Use these exercises to make the eval boundary visible.

Exercise Time What To Do Evidence To Save
Trace contract baseline 10 min Run npm run observability:test. The passing contract output and the fields protected by the test.
Missing-policy failure 10 min Inspect missingPolicyTrace in trace-contract.spec.ts. The exact failure reason: policy decision for tool span span_tool_missing_policy.
Negative A2A case 15 min Add the malformed A2A input from this lab and rerun npm run a2a:test. Error outcome, task ID, and why it should block release.
CI gate sketch 10 min Decide which command should block release for this slice. npm test, a scoped test, or a future eval command with an owner.
Incident-to-eval note 10 min Pick one failure from the lab and turn it into a regression fixture. Fixture name, severity, expected outcome, and trace field.
flowchart TD A["Runtime event"] --> B["Trace contract"] B --> C{"Required fields present?"} C -->|"yes"| D["Attach trace to eval case"] C -->|"no"| E["Fail contract before release"] D --> F{"Expected behavior matched?"} F -->|"yes"| G["Release gate can pass"] F -->|"no"| H["Block release and review trace"] H --> I["Convert failure into regression fixture"]

Intentionally Failing Eval Exercise

In observability-and-evals-pattern/trace-contract.spec.ts, the missingPolicyTrace object models a successful tool call without a policy decision. That is a release blocker because the tool used authority without an auditable allow, deny, approval, or escalation decision.

Review the failure as if it came from production:

Question Answer To Record
Which span failed? span_tool_missing_policy
Which invariant broke? Every tool span must have a policy decision.
What should CI do? Fail the eval gate.
What should the owner fix? Add the policy decision before the tool result can count as valid.

Lab Review Gate

Before moving on, verify the eval boundary:

Check Evidence
Trace contract is enforced npm run observability:test accepts a complete trace and rejects a missing tool policy decision.
Tests check contracts Planning, A2A, and MCP tests assert behavior, not only that commands run.
Negative cases exist The malformed A2A input returns an error outcome.
Trajectory is inspected Tests look at steps, messages, tool discovery, or outcomes before final text.
Release risk is visible The lab names which failures would block a production release.
Eval ownership is implied Each test protects a specific pattern boundary.

Record the commands, pass/fail output, negative case, and protected boundary in the lab completion worksheet.

Production Extension

Create a trace and eval record for every run:

{
  "run_id": "run_001",
  "pattern": "a2a-agent-interoperability",
  "input": "sum task",
  "expected": "success with sum",
  "actual": "success with sum",
  "score": 1,
  "stop_reason": "completed",
  "latency_ms": 25
}

Then add release gates:

  • no schema failures
  • no missing trace IDs
  • no unexpected tool calls
  • no regression in golden tasks
  • no unresolved safety or policy failures

Observability records what happened.
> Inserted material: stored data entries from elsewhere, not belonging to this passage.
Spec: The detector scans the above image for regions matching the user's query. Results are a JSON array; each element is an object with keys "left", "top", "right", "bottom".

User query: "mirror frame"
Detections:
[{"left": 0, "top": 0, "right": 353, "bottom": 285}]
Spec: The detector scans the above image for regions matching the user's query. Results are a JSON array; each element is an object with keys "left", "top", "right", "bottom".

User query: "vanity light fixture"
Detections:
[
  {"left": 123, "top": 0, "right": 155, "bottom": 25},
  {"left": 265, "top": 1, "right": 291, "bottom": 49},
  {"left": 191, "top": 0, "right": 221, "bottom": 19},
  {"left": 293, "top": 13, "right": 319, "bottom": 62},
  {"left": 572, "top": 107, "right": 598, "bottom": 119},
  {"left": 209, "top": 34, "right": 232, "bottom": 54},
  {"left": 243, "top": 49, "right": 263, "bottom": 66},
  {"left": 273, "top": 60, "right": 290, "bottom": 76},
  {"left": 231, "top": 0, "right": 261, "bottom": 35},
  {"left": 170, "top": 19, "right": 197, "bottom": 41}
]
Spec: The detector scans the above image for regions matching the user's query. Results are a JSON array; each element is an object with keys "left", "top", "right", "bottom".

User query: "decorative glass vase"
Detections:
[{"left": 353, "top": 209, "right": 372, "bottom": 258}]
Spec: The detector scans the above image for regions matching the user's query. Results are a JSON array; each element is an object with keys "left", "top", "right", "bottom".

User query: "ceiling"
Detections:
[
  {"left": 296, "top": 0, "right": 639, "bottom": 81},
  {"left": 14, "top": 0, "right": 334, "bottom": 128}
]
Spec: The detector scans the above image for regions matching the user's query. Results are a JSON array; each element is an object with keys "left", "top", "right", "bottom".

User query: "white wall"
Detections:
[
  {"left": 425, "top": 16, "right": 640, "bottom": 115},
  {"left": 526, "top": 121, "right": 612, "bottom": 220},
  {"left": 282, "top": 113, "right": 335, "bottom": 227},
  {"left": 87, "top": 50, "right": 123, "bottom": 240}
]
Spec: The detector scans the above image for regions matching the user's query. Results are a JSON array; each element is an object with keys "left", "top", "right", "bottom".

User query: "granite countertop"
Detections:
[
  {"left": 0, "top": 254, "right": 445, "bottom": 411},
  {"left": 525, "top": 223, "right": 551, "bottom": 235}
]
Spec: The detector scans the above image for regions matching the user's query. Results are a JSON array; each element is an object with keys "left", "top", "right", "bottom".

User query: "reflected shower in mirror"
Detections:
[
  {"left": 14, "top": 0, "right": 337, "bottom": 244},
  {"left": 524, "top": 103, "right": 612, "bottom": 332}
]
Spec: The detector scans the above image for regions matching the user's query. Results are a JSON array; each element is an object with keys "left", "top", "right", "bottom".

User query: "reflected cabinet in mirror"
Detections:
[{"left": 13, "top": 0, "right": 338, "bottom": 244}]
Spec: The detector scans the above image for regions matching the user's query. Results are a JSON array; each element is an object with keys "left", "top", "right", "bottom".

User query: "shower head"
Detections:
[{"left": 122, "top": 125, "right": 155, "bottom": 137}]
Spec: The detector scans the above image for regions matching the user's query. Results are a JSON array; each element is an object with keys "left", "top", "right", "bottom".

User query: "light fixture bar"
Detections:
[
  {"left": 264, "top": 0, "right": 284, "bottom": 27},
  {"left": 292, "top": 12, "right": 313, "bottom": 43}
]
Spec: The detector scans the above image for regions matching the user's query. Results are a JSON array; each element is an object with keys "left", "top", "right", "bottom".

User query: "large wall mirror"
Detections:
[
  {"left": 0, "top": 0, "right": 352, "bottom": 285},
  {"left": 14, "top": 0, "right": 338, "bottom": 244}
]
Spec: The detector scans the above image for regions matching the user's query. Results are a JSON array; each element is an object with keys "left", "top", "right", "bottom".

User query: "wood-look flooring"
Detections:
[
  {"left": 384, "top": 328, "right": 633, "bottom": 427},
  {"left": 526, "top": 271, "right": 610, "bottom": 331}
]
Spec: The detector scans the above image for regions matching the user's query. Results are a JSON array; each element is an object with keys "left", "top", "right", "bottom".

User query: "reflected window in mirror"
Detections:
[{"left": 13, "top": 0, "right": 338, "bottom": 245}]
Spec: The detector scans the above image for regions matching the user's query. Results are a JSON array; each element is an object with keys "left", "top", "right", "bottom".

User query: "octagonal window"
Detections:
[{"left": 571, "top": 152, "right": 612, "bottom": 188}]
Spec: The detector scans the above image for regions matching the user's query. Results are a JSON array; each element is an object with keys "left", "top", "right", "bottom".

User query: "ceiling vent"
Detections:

Evals decide whether it is good enough to ship.

Production Bridge

Use this table when adapting the lab to production evaluation:

Lab Concept Production Version
Test command Release gate tied to changed prompt, model, tool, policy, memory, or workflow.
Test fixture Versioned eval case with owner, severity, and failure reason.
Console output Eval report with pass/fail, trace link, score, threshold, and blocker status.
Negative A2A case Regression fixture for schema failure and unsafe trajectory.
Full npm test CI gate plus canary monitoring and incident-to-eval workflow.

The first production milestone is not a bigger dashboard. It is a blocking eval that catches a known bad trajectory before release.

Cross-Framework Mapping

  • In LangGraph, traces and checkpoints let you inspect node paths, state changes, and stop conditions.
  • In Mastra AI, evals and observability should connect agent, tool, workflow, and memory events.
  • In AutoGen-style systems, message logs need to become structured traces before they are reliable eval data.
  • In CrewAI, task and flow outputs need eval cases that check role behavior and final synthesis.